Junge Erwachsene befinden sich häufig in einer Übergangsphase, in der Unabhängigkeit und Eigenverantwortung gestärkt, persönliche Freiheit und Entdeckungsfreude bedeutsamer und die individuelle Persönlichkeit gefestigt werden. Auch in dieser Lebensphase sind die jungen Menschen noch sehr empfänglich für Einflüsse aus ihrem Umfeld – sowohl im positiven wie im negativen Sinne.

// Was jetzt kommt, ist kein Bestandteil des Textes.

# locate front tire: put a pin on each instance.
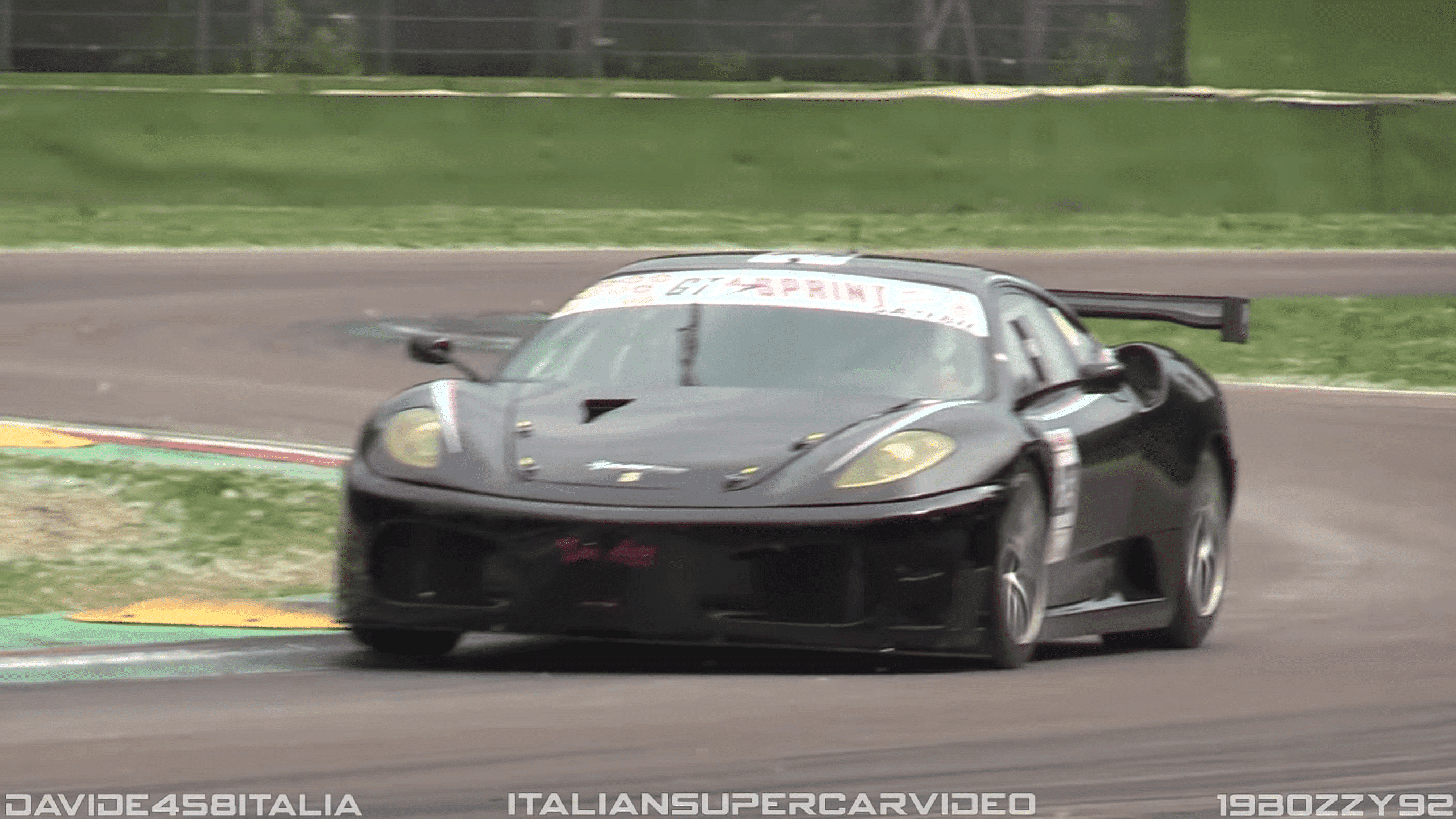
(1203, 566)
(408, 643)
(1020, 573)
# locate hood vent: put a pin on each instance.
(594, 408)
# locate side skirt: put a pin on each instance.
(1107, 615)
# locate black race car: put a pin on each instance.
(826, 451)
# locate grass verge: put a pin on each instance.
(94, 534)
(1388, 341)
(309, 84)
(464, 226)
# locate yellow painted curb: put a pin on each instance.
(35, 437)
(177, 611)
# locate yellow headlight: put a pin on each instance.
(897, 457)
(414, 437)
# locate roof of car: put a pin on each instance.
(926, 271)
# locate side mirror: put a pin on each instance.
(430, 349)
(1103, 377)
(437, 350)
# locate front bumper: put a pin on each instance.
(906, 576)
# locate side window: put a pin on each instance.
(1039, 351)
(1085, 349)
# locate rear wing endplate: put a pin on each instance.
(1226, 314)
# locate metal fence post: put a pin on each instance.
(258, 37)
(6, 65)
(1034, 43)
(929, 21)
(973, 51)
(204, 47)
(386, 37)
(586, 37)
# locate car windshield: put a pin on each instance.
(755, 348)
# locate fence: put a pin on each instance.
(974, 42)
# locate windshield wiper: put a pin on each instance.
(688, 344)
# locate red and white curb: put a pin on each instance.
(216, 445)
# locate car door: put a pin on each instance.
(1093, 439)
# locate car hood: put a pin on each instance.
(679, 446)
(675, 437)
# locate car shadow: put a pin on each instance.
(533, 655)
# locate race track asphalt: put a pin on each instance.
(1333, 668)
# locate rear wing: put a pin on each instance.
(1226, 314)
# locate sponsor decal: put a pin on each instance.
(628, 553)
(789, 289)
(596, 465)
(1066, 483)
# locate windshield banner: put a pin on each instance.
(788, 289)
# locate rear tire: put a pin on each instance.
(1203, 566)
(408, 643)
(1020, 573)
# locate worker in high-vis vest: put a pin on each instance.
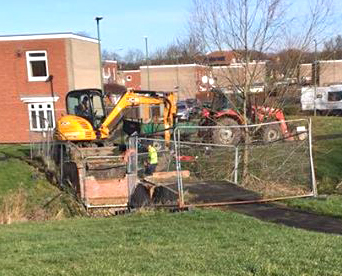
(152, 160)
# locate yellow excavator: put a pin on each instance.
(92, 167)
(87, 120)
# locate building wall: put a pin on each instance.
(130, 79)
(64, 63)
(109, 71)
(234, 74)
(83, 64)
(14, 120)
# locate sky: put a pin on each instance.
(124, 24)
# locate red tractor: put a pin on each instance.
(223, 112)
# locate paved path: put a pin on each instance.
(290, 217)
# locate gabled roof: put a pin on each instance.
(46, 36)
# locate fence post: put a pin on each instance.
(61, 162)
(313, 177)
(236, 165)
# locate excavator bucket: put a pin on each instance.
(98, 176)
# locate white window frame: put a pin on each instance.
(33, 105)
(37, 107)
(29, 68)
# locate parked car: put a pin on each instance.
(183, 112)
(328, 99)
(194, 107)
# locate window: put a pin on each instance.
(335, 96)
(37, 67)
(41, 116)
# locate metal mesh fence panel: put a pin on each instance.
(269, 161)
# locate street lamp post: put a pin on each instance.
(315, 78)
(147, 64)
(98, 18)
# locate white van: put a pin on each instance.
(328, 99)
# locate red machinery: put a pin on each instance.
(224, 113)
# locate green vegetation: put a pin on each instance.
(208, 242)
(329, 206)
(24, 191)
(327, 148)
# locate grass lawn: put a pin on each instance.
(330, 205)
(21, 182)
(205, 242)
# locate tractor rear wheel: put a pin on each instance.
(271, 133)
(227, 136)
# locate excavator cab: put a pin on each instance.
(85, 115)
(88, 104)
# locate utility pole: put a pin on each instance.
(98, 18)
(147, 64)
(315, 78)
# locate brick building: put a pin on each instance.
(329, 72)
(130, 79)
(36, 73)
(110, 71)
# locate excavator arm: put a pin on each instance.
(133, 98)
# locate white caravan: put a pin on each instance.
(328, 99)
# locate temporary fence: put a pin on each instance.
(252, 163)
(268, 161)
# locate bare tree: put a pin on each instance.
(249, 27)
(333, 48)
(110, 55)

Zusammengefasst kann man sagen, dass wir es im Bereich der Schülerunfallversicherung mit einer Versichertengruppe zu tun haben, die aufgrund der großen Altersspanne und des unterschiedlichen Reifegrades eine sehr hohe Heterogenität aufweist. Die Erziehung und Förderung, also das Aufstellen von Regeln auf der einen Seite und die Ermöglichung von Freiräumen auf der anderen Seite, sollten sich daher an dem Entwicklungsstand der Kinder, Jugendlichen und jungen Erwachsenen orientieren und insbesondere in Kindertageseinrichtungen und Schulen unerwartetes Verhalten mit einbeziehen, da selbstreguliertes und zielgerichtetes Handeln nicht selbstverständlich vorausgesetzt werden kann. Dies gilt gleichermaßen für eine sicherheits- und gesundheitsgerechte Gestaltung des Umfeldes.

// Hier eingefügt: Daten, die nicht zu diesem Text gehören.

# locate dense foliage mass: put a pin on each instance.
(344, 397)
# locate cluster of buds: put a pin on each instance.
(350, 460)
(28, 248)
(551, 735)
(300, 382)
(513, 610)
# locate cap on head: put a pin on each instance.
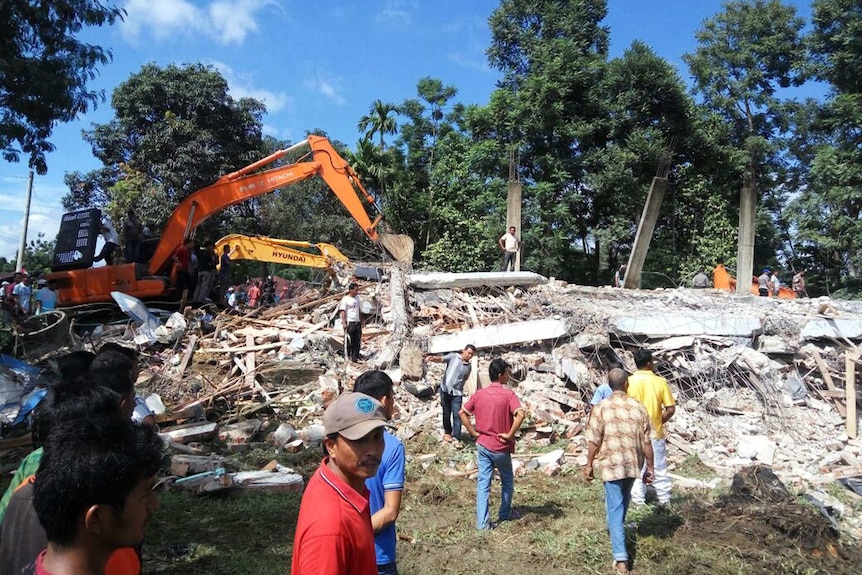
(353, 416)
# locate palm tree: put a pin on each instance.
(379, 121)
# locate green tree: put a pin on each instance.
(745, 55)
(429, 117)
(37, 257)
(549, 109)
(827, 212)
(178, 127)
(379, 120)
(44, 71)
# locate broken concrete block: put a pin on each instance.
(242, 432)
(555, 456)
(312, 435)
(294, 446)
(575, 371)
(669, 325)
(499, 335)
(185, 465)
(282, 435)
(832, 328)
(592, 341)
(441, 280)
(410, 361)
(275, 480)
(190, 432)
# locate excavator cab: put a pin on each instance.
(80, 283)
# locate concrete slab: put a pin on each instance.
(832, 328)
(689, 324)
(499, 335)
(475, 280)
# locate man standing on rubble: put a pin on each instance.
(618, 435)
(458, 369)
(721, 277)
(510, 244)
(351, 320)
(763, 282)
(655, 395)
(386, 487)
(498, 415)
(334, 535)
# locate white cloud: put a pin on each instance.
(280, 133)
(397, 12)
(241, 87)
(327, 85)
(468, 62)
(46, 210)
(226, 22)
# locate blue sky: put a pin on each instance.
(315, 65)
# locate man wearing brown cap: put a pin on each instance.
(333, 533)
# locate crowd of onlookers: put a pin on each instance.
(20, 300)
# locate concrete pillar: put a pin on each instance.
(513, 215)
(745, 246)
(646, 227)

Biljana Miljković (BM): Ich würde gerne noch etwas ergänzen: Die angesprochene Vielfalt in Bildungseinrichtungen erfordert eine Prävention, die nicht nach dem Gießkannenprinzip funktioniert, sondern differenziert, zielgerichtet und ressourcenorientiert ausgerichtet ist. Um wirksam zu sein, muss Prävention die Lebenslagen, kulturellen Hintergründe, individuellen Fähigkeiten und sozialen Rahmenbedingungen der jeweiligen Zielgruppen berücksichtigen – von der frühen Kindheit bis ins junge Erwachsenenalter. Dies erfordert die Entwicklung von passgenauen Maßnahmen unter aktiver Einbeziehung der jeweiligen Perspektiven. Partizipation ist hierbei ein zentrales Prinzip: Wer mitgestalten darf, erfährt Selbstwirksamkeit und identifiziert sich stärker mit präventiven Angeboten. Dazu gehören altersgerechte Zugänge ebenso wie geschlechtersensible, kultursensible und inklusive Ansätze.

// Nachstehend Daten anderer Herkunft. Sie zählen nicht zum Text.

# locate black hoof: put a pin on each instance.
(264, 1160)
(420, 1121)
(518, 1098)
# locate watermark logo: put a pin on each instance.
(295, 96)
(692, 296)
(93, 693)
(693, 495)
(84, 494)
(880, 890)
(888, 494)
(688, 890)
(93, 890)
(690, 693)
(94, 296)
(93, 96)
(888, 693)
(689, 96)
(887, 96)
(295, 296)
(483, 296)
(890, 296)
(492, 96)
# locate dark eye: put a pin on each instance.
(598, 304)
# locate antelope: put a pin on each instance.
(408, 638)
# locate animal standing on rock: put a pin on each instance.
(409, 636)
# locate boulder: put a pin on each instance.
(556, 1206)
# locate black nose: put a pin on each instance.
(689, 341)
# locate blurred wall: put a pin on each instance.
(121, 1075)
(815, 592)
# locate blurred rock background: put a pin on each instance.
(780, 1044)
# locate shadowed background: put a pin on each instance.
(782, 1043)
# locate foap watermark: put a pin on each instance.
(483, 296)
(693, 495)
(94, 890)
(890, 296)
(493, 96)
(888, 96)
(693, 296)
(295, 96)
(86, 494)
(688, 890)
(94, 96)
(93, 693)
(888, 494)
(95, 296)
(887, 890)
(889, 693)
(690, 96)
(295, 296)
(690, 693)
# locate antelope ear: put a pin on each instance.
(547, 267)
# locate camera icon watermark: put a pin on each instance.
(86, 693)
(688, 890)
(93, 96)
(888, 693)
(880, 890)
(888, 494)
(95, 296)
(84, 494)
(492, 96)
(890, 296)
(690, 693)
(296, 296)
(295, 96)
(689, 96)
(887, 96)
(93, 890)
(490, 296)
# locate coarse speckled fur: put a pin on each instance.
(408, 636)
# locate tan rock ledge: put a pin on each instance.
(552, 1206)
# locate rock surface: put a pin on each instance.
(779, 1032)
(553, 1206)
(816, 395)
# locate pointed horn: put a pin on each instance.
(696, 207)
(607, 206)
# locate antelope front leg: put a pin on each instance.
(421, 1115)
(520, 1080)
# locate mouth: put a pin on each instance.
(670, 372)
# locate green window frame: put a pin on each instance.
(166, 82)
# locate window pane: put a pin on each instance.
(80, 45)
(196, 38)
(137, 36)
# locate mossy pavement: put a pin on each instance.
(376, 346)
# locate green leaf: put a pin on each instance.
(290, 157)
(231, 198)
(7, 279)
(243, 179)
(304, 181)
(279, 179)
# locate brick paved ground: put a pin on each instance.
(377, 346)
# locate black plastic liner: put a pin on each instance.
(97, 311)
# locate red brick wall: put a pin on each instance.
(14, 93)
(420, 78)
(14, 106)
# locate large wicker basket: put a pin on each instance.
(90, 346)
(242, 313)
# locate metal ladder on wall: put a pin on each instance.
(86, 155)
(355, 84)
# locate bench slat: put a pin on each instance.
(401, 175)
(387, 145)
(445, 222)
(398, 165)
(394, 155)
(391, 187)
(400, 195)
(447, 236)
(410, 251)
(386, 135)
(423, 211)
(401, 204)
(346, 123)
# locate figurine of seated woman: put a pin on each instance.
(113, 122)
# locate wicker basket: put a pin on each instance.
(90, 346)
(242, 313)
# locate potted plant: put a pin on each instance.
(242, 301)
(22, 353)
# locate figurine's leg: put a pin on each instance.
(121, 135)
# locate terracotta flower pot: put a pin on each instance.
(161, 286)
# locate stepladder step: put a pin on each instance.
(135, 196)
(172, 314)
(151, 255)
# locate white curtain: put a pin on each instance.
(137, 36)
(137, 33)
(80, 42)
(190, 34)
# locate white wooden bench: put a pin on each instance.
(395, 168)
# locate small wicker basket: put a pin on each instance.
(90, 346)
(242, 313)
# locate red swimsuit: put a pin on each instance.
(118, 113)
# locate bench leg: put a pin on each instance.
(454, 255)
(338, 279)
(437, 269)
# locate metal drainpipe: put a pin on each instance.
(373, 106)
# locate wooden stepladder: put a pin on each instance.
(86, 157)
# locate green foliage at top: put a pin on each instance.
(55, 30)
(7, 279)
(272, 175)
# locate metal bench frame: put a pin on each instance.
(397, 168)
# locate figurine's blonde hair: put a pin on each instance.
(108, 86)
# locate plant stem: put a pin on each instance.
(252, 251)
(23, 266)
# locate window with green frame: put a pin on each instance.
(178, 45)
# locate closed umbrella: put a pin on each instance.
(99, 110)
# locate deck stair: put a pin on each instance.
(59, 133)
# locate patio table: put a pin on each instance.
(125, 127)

Um wirksam zu sein, muss Prävention die Lebenslagen, kulturellen Hintergründe, individuellen Fähigkeiten und sozialen Rahmenbedingungen der jeweiligen Zielgruppen berücksichtigen.
Biljana Miljković (DGUV)
Die Versichertengruppen in der Schülerunfallversicherung sind aber nicht der einzige Unterschied zur allgemeinen Unfallversicherung, oder?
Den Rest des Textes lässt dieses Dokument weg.